The novel is set up as three books with each chapter a ‘Lesson’ with a quote to accompany it to set the expectation for the story line. Each Lesson is a short story which follows on chronologically from the next jumping from event to event as Loki carries out his plots which, while successful at the time, he reminds us lead to his eventual demise.
The story is entirely from Loki’s point of view however because it is a series of short stories the other characters remain rather two dimensional. It is unclear whether this is because the story is only about Loki or because he is detached from these people and who they are is unimportant to him unless they are directly serving his interests. He uses and abuses people in a detached and uncaring way as one would expect from him and he amuses, shocks and bemuses the reader in equal measure. It was this area that sometimes made it difficult to connect to the book as one never really connects to any of the characters.

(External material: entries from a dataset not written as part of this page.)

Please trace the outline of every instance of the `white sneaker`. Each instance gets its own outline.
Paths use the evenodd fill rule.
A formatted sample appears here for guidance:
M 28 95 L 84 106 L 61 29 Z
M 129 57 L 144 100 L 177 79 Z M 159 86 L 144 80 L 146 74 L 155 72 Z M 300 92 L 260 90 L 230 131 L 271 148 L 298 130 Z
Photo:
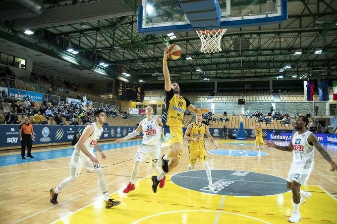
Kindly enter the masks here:
M 289 218 L 288 222 L 291 223 L 296 223 L 301 220 L 301 215 L 299 213 L 295 213 L 295 212 L 292 213 L 292 215 L 290 218 Z
M 311 193 L 310 192 L 306 192 L 305 194 L 306 196 L 304 197 L 301 196 L 301 201 L 300 202 L 300 204 L 304 204 L 307 199 L 308 199 L 308 198 L 311 197 L 312 196 L 312 194 L 311 194 Z

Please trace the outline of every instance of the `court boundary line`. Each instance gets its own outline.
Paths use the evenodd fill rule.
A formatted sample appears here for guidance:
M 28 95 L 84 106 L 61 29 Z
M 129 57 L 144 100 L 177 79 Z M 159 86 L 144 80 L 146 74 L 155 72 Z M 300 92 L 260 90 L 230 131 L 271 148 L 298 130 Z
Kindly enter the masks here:
M 149 169 L 149 168 L 150 168 L 150 167 L 148 167 L 148 168 L 147 168 L 146 169 L 142 170 L 141 171 L 144 171 L 144 170 L 146 170 L 146 169 Z M 140 171 L 139 171 L 139 172 L 140 172 Z M 150 177 L 150 176 L 152 176 L 152 175 L 153 175 L 153 174 L 150 174 L 150 175 L 148 175 L 148 176 L 147 176 L 146 177 L 144 177 L 144 178 L 142 178 L 141 179 L 139 179 L 139 180 L 137 180 L 134 183 L 137 183 L 137 182 L 139 182 L 140 181 L 141 181 L 141 180 L 143 180 L 143 179 L 146 179 L 148 178 L 149 177 Z M 117 190 L 114 191 L 113 192 L 112 192 L 112 193 L 110 194 L 109 194 L 109 196 L 110 196 L 110 195 L 112 195 L 112 194 L 114 194 L 115 193 L 116 193 L 116 192 L 118 192 L 119 191 L 121 190 L 122 189 L 122 188 L 118 189 L 118 190 Z M 54 224 L 56 223 L 56 222 L 58 222 L 58 221 L 61 221 L 61 220 L 62 220 L 62 219 L 65 219 L 65 218 L 67 218 L 67 217 L 68 217 L 69 216 L 71 216 L 71 215 L 73 215 L 74 214 L 75 214 L 75 213 L 77 213 L 77 212 L 79 212 L 80 211 L 86 208 L 87 208 L 87 207 L 90 206 L 91 205 L 93 205 L 93 204 L 95 203 L 96 202 L 97 202 L 97 200 L 96 200 L 95 201 L 94 201 L 94 202 L 93 202 L 91 203 L 90 204 L 88 204 L 88 205 L 86 205 L 85 206 L 83 207 L 83 208 L 81 208 L 80 209 L 78 209 L 78 210 L 76 210 L 76 211 L 74 211 L 74 212 L 71 212 L 71 213 L 69 213 L 69 214 L 65 216 L 64 216 L 64 217 L 62 217 L 62 218 L 60 218 L 58 219 L 58 220 L 56 220 L 56 221 L 54 221 L 54 222 L 52 222 L 52 223 L 50 223 L 50 224 Z M 104 209 L 107 209 L 104 208 Z
M 150 218 L 152 217 L 155 217 L 156 216 L 161 216 L 162 215 L 166 215 L 168 214 L 170 214 L 170 213 L 178 213 L 178 212 L 215 212 L 215 213 L 225 213 L 225 214 L 230 214 L 230 215 L 234 215 L 236 216 L 241 216 L 243 217 L 245 217 L 245 218 L 248 218 L 250 219 L 252 219 L 255 220 L 257 220 L 258 221 L 262 222 L 262 223 L 266 223 L 268 224 L 272 224 L 271 223 L 268 223 L 267 221 L 265 221 L 264 220 L 260 220 L 260 219 L 258 219 L 257 218 L 255 217 L 252 217 L 251 216 L 246 216 L 245 215 L 242 215 L 242 214 L 238 214 L 236 213 L 233 213 L 231 212 L 224 212 L 222 211 L 215 211 L 215 210 L 203 210 L 201 209 L 198 209 L 198 210 L 176 210 L 176 211 L 170 211 L 169 212 L 162 212 L 161 213 L 157 213 L 155 215 L 152 215 L 151 216 L 147 216 L 146 217 L 143 218 L 142 219 L 139 219 L 138 220 L 137 220 L 133 223 L 131 223 L 131 224 L 136 224 L 137 223 L 139 223 L 140 222 L 143 221 L 144 220 L 145 220 L 146 219 L 149 219 Z

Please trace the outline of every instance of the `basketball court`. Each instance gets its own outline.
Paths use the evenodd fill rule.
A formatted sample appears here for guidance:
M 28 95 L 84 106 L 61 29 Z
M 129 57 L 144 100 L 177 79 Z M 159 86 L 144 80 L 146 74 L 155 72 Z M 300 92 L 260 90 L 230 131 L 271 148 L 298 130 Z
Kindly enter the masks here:
M 151 165 L 143 163 L 136 189 L 128 194 L 122 191 L 129 181 L 140 141 L 129 141 L 118 146 L 102 142 L 101 148 L 107 159 L 100 161 L 111 198 L 121 202 L 110 209 L 104 208 L 96 175 L 85 169 L 76 183 L 60 193 L 58 205 L 49 202 L 49 189 L 68 175 L 69 147 L 36 150 L 36 157 L 23 164 L 19 163 L 21 160 L 17 156 L 11 155 L 12 153 L 2 153 L 1 161 L 11 165 L 0 168 L 2 179 L 0 197 L 3 199 L 0 203 L 4 209 L 0 212 L 1 222 L 105 223 L 114 220 L 118 223 L 154 223 L 160 220 L 164 223 L 285 223 L 292 211 L 291 192 L 285 187 L 284 179 L 292 153 L 265 147 L 263 152 L 268 155 L 258 157 L 248 152 L 256 151 L 254 146 L 249 145 L 251 142 L 218 140 L 218 149 L 214 150 L 206 140 L 214 192 L 207 187 L 201 163 L 197 163 L 195 170 L 188 171 L 185 142 L 186 151 L 179 165 L 168 177 L 163 188 L 152 192 L 153 171 Z M 332 145 L 324 147 L 336 158 L 337 152 Z M 164 146 L 162 154 L 167 150 Z M 238 152 L 214 154 L 234 150 Z M 336 223 L 337 178 L 329 172 L 326 161 L 319 155 L 315 157 L 314 171 L 303 188 L 313 196 L 301 206 L 301 222 Z

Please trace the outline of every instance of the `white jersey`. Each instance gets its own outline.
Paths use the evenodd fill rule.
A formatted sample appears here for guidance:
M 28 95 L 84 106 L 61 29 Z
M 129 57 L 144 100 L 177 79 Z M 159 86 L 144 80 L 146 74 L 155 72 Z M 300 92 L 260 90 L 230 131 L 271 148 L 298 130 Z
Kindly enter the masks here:
M 293 162 L 313 161 L 315 147 L 310 145 L 308 142 L 308 137 L 311 134 L 311 132 L 307 131 L 302 134 L 299 134 L 298 132 L 294 134 L 291 139 Z
M 151 121 L 145 118 L 142 121 L 143 142 L 142 144 L 149 145 L 160 145 L 162 137 L 162 127 L 157 123 L 157 117 L 154 116 Z
M 94 128 L 95 128 L 95 130 L 94 131 L 94 133 L 89 136 L 87 140 L 84 142 L 84 146 L 90 154 L 93 154 L 94 147 L 96 145 L 96 144 L 97 144 L 98 140 L 101 137 L 101 135 L 103 133 L 103 128 L 101 128 L 101 129 L 98 129 L 98 128 L 96 125 L 96 123 L 93 123 L 90 124 L 90 125 L 88 125 L 88 126 L 87 126 L 86 129 L 89 127 L 90 125 L 92 125 L 94 126 Z M 82 152 L 78 147 L 78 142 L 77 142 L 75 145 L 75 150 L 78 154 L 80 155 L 85 155 L 85 154 L 83 153 L 83 152 Z

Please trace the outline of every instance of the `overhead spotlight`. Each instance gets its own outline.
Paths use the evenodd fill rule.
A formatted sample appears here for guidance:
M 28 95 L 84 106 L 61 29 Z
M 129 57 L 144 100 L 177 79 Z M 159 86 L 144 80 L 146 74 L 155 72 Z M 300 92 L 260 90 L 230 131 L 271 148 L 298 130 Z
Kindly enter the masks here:
M 298 50 L 296 50 L 295 51 L 295 53 L 294 53 L 294 55 L 298 55 L 298 54 L 302 54 L 302 50 L 301 49 L 298 49 Z
M 320 54 L 323 51 L 323 50 L 322 50 L 322 48 L 316 48 L 315 50 L 315 53 L 316 54 Z
M 32 34 L 34 34 L 34 32 L 31 30 L 27 30 L 25 31 L 25 34 L 27 34 L 27 35 L 31 35 Z

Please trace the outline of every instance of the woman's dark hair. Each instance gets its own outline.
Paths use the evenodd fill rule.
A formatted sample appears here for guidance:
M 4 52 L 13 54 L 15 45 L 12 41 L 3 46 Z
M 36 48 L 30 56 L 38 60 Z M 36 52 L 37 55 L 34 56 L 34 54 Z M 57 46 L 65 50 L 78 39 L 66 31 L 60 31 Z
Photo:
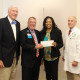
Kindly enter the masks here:
M 55 22 L 54 22 L 54 19 L 52 18 L 52 17 L 50 17 L 50 16 L 47 16 L 45 19 L 44 19 L 44 21 L 43 21 L 43 29 L 41 30 L 41 32 L 45 32 L 46 31 L 46 21 L 47 21 L 47 19 L 51 19 L 51 21 L 52 21 L 52 28 L 55 28 L 56 27 L 56 24 L 55 24 Z

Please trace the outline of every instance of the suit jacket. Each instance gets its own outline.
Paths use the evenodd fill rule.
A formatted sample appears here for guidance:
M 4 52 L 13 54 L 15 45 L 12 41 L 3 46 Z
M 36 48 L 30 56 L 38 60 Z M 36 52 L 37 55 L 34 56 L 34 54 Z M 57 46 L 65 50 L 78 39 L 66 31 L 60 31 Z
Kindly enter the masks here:
M 39 42 L 39 31 L 34 30 Z M 29 37 L 30 35 L 31 37 Z M 21 64 L 24 67 L 33 67 L 36 60 L 35 42 L 28 28 L 20 32 L 20 43 L 22 46 Z M 41 63 L 41 54 L 37 58 L 38 63 Z
M 46 35 L 46 31 L 40 32 L 41 41 L 44 41 L 45 35 Z M 63 46 L 61 30 L 59 30 L 57 27 L 53 28 L 52 31 L 50 32 L 50 39 L 54 40 L 54 42 L 57 43 L 56 48 L 54 46 L 51 47 L 51 58 L 59 57 L 60 56 L 59 49 Z M 43 53 L 43 56 L 44 56 L 44 48 L 41 50 L 41 53 Z
M 80 74 L 80 30 L 75 26 L 70 35 L 69 30 L 65 35 L 64 45 L 64 70 L 71 73 Z M 73 67 L 72 62 L 77 61 L 78 66 Z
M 16 41 L 8 18 L 0 19 L 0 60 L 5 67 L 10 67 L 13 63 L 14 53 L 16 59 L 20 55 L 20 23 L 16 21 Z

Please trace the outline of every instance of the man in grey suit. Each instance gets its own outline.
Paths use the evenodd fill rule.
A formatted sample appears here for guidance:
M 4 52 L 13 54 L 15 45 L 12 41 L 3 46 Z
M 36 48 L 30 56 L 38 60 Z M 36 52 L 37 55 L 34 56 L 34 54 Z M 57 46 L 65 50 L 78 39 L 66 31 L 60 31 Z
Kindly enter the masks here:
M 0 19 L 0 80 L 15 80 L 20 55 L 18 8 L 11 6 L 8 16 Z

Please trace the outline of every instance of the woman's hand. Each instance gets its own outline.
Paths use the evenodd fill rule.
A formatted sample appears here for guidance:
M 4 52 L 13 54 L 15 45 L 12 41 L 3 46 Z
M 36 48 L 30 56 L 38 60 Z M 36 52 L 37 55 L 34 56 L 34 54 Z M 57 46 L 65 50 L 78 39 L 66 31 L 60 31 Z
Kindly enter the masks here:
M 56 46 L 57 46 L 57 43 L 56 43 L 56 42 L 53 42 L 52 45 L 53 45 L 54 47 L 56 47 Z

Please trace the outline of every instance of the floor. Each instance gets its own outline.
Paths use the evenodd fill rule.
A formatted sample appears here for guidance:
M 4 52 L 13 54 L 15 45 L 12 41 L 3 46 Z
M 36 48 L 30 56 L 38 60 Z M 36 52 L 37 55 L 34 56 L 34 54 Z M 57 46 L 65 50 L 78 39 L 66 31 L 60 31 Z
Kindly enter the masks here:
M 19 63 L 17 66 L 16 80 L 21 80 L 21 59 L 19 60 Z M 41 65 L 41 68 L 40 68 L 39 80 L 46 80 L 43 65 Z M 60 62 L 59 62 L 59 80 L 66 80 L 66 74 L 63 70 L 63 62 L 62 62 L 61 58 L 60 58 Z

However one could question if this is important as Loki himself is not concerned with connecting to anyone so perhaps neither should we.
Each Lesson is a good yarn and very entertaining. It is a good read from the point of view of following Loki through his various misadventures. It is not a book where one follows the characters evolution and development in the way of the Chocolat trilogy or other novels by Joanne Harris but it is an entertaining read that keeps moving along and you do end up hoping that Loki will come through despite that fact that he leaves so much carnage in his wake. Containing all the glamours and cantrips that are always such a key part of the Joanne Harris plots, this is a fun book, a light yet dramatic trip through the Nine Worlds. One watches Loki on his self-indulgent road with the ambivalence of the gods looking down on earth knowing before he does where his decisions will take him but joining in with his pride in his success and his acceptance of all the consequences.